Singkatnya Mahandini juga bisa disimbolkan sebagai kendaraan yang menyatukan para musisi kelas dunia yang berkolaborasi menghasilkan suatu karya indah. Artwork yang indah ini aslinya merupakan interpretasi 55 pelukis tradisional, yang salah satunya akhirnya digunakan sebagai cover, sedangkan sisanya dilelang.



Oh ya tak ketinggalan juga Mike Stern gitaris fusion papan atas yang sudah pernah meraih penghargaan sekelas Grammy Award, serta vokalis dan komedian lokal bergaya sinden dengan suara tinggi melengking alias Soimah Pancawati. Jangan mengira Soimah disini akan “ketawa ketiwi” seperti penampilannya di acara TV nasional, dalam album solo kesepuluh Dewa  ini Soimah menampilkan karya serius. Soimah juga menulis langsung lirik dalam track Hyang Giri yang terinspirasi letusan Gunung Agung dan Gunung Merapi baru-baru ini.

Track dalam album ini bisa dibilang sedikit, yakni

01.Queen Kanya 07:02
02.Crowded 05:51 (feat John Frusciante)
03.Mahandini 08:16
04.Hyang Giri 07:45 (feat Soimah Pancawati)
05.ILW 06:38 (feat Mike Stern)
06.Jung Oman 06:52
07.Zone 05:56 (feat John Frusciante)

Berikut review track demi track dari album ini.

Queen Kanya (*****)

Sound gitar Dewa disini asik benar dan berkelas, Rudess juga memainkan solo piano dengan apik lanjut ke solo keyboard.

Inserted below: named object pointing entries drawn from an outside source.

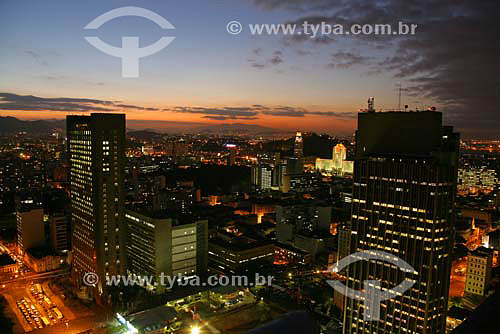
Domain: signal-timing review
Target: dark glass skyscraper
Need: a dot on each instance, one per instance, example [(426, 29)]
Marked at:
[(403, 192), (96, 153)]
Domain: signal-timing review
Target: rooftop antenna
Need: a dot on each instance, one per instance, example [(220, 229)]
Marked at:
[(371, 104)]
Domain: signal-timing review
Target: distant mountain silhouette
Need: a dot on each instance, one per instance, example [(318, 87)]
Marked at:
[(236, 128), (149, 129), (13, 125)]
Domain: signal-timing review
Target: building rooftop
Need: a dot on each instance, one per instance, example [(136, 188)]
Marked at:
[(6, 260), (40, 252), (297, 322), (236, 243), (482, 318), (152, 318)]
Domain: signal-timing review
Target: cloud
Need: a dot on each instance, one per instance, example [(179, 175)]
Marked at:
[(259, 61), (252, 112), (14, 102), (9, 101), (452, 60), (37, 57), (228, 112), (345, 60)]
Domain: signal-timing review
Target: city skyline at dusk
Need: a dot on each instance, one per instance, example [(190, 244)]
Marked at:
[(282, 81)]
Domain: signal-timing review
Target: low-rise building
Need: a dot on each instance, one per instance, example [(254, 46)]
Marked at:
[(229, 253), (159, 244), (478, 274), (7, 264)]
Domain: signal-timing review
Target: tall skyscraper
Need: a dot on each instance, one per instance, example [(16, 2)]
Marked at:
[(96, 153), (339, 155), (403, 192), (30, 229), (298, 150)]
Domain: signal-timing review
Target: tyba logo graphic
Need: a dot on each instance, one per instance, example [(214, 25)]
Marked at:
[(130, 52)]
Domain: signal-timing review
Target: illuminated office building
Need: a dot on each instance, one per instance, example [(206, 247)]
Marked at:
[(96, 153), (298, 150), (403, 192), (339, 155), (478, 275), (157, 243), (30, 229)]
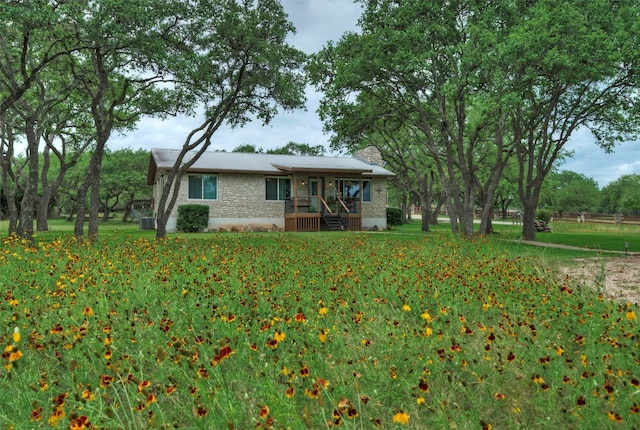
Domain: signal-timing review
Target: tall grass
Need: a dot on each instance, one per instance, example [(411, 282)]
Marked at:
[(306, 331)]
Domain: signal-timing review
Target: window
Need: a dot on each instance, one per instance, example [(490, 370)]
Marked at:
[(278, 188), (351, 189), (203, 187)]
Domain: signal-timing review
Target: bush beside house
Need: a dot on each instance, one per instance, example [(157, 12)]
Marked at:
[(192, 218)]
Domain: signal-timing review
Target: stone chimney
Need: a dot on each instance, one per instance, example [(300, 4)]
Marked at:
[(371, 155)]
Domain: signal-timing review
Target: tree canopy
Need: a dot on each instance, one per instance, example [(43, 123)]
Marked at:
[(478, 83)]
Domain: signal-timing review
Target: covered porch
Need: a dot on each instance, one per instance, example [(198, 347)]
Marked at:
[(326, 201)]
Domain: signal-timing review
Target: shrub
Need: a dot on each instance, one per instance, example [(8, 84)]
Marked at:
[(192, 218), (394, 216)]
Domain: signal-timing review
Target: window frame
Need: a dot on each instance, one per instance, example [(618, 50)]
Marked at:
[(282, 194), (202, 187)]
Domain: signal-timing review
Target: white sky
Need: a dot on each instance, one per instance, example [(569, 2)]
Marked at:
[(318, 21)]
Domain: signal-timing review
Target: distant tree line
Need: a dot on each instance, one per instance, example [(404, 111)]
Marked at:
[(72, 73)]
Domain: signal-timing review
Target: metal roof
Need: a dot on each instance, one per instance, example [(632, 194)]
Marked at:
[(267, 164)]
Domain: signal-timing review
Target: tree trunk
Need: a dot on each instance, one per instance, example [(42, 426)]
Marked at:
[(28, 204)]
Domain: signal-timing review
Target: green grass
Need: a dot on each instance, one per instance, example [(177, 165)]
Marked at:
[(397, 330)]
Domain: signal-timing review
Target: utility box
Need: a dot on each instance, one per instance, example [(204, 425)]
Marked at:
[(147, 223)]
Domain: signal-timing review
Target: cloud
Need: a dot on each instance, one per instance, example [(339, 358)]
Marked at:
[(317, 22), (593, 162)]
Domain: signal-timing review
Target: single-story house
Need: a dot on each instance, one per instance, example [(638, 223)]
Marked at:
[(285, 192)]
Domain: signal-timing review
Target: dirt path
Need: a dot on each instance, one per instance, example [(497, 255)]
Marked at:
[(618, 274)]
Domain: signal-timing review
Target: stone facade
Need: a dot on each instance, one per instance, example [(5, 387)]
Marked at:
[(241, 202)]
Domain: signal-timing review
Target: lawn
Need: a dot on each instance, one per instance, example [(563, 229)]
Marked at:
[(397, 329)]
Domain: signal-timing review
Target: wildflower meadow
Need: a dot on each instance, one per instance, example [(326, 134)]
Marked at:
[(348, 330)]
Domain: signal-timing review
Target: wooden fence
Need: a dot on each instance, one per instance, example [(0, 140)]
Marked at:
[(616, 219)]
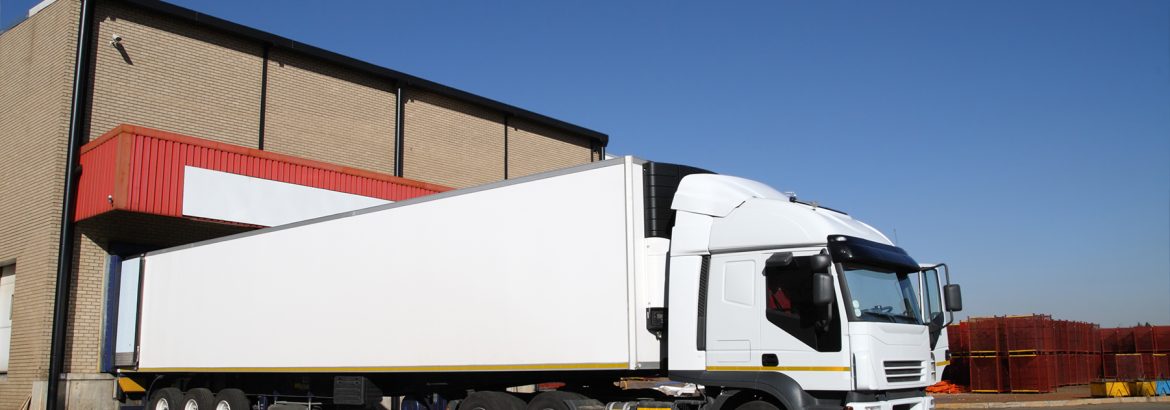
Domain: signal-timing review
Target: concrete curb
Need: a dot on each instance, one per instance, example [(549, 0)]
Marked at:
[(1054, 403)]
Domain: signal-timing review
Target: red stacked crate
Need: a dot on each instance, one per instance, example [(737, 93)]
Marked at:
[(1096, 368), (1161, 364), (1108, 340), (1130, 367), (1162, 337), (1126, 341), (1029, 334), (1143, 340), (988, 374), (1109, 366), (985, 336), (1085, 368), (957, 339), (1030, 373)]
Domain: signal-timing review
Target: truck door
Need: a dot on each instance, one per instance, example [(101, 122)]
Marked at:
[(733, 311), (935, 316), (805, 341)]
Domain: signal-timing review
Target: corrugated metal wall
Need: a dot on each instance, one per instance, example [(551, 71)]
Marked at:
[(139, 169)]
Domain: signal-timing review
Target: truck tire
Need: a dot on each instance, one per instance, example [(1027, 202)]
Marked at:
[(199, 398), (232, 400), (757, 405), (491, 401), (553, 400), (166, 398)]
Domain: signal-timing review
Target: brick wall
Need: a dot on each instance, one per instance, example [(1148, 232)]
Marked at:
[(328, 113), (193, 80), (35, 76), (95, 238), (534, 149), (174, 76), (452, 143)]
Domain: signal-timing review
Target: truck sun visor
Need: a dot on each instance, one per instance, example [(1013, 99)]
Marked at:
[(850, 250)]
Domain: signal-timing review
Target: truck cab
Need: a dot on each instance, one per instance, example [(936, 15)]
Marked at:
[(786, 303)]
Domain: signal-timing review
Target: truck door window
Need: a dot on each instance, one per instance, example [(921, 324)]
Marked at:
[(789, 307)]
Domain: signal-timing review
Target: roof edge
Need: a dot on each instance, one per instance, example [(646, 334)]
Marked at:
[(399, 77)]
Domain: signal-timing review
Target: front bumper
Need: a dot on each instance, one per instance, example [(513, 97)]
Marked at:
[(909, 403)]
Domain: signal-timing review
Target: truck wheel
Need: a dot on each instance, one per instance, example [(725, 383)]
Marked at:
[(166, 398), (553, 400), (491, 401), (232, 400), (757, 405), (199, 398)]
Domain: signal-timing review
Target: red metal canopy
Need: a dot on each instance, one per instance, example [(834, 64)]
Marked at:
[(142, 170)]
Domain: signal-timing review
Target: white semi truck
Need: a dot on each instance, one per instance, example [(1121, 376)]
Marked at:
[(585, 277)]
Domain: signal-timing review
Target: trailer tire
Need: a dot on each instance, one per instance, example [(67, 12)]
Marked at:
[(232, 400), (165, 398), (553, 400), (199, 398), (757, 405), (491, 401)]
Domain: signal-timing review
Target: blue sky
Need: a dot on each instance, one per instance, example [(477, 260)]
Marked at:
[(1027, 144)]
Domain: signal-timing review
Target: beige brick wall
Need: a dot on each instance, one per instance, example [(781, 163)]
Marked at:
[(83, 332), (328, 113), (191, 80), (534, 149), (174, 76), (451, 143), (36, 57)]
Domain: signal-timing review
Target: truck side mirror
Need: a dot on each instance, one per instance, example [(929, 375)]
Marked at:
[(954, 298), (779, 260), (823, 288), (819, 262)]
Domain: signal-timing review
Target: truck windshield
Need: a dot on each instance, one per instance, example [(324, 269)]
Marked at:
[(882, 296)]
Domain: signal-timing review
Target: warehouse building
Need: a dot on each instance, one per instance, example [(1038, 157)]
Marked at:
[(179, 127)]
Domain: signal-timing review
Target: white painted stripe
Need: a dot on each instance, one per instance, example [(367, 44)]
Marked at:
[(236, 198)]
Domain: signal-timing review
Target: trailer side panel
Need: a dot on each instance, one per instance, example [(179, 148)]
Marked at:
[(530, 275)]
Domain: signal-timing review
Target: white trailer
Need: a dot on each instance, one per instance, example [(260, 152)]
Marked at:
[(586, 275)]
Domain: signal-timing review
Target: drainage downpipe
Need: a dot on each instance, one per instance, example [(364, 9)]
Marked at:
[(77, 125)]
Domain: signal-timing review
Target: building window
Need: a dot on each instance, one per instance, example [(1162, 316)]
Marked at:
[(7, 287)]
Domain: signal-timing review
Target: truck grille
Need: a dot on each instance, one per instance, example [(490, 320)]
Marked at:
[(903, 371)]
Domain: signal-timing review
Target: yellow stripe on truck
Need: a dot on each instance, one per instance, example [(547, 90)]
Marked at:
[(777, 368), (400, 368), (130, 385)]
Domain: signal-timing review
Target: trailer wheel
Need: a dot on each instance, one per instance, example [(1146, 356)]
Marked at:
[(757, 405), (553, 400), (491, 401), (166, 398), (199, 398), (232, 400)]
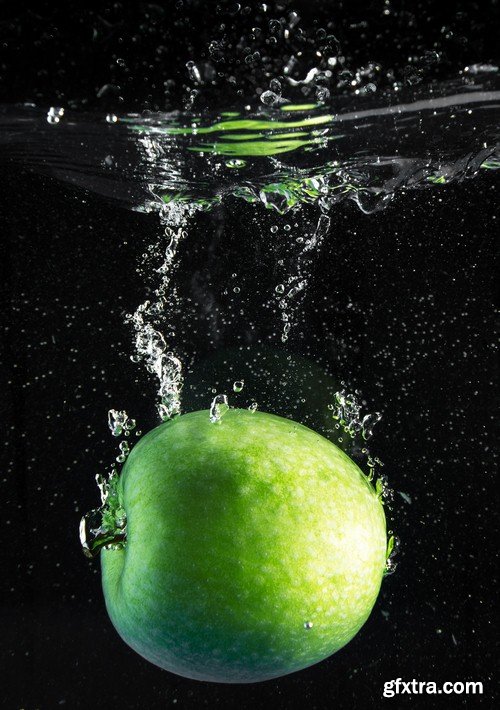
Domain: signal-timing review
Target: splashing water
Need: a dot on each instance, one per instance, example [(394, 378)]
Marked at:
[(218, 408)]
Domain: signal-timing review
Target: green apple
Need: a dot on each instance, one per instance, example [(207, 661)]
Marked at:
[(255, 547)]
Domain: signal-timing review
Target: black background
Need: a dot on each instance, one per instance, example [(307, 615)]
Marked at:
[(418, 340)]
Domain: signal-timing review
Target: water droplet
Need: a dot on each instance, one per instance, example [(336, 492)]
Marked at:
[(54, 114), (269, 98), (218, 408), (235, 163)]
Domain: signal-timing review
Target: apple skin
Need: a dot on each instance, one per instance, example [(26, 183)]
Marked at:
[(255, 548)]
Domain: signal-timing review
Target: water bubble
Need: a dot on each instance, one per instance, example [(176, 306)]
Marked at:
[(269, 98), (124, 451), (235, 163), (119, 422), (218, 408), (194, 72), (54, 114), (275, 87), (105, 526), (322, 94)]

Namun bintang disini adalah sang basis Mohini  Dey yang bermain mantap sambil mengiringi namun juga memainkan lagunya sendiri, dan bahkan memainkan part vokal yang mengacu ke tradisi India alias Konnakol bersama Minneman. Mohini memainkan perkusi suara, dengan ketukan rapat dan berubah-ubah mengingatkan saya akan teknik vokal scat singing ala George Benson.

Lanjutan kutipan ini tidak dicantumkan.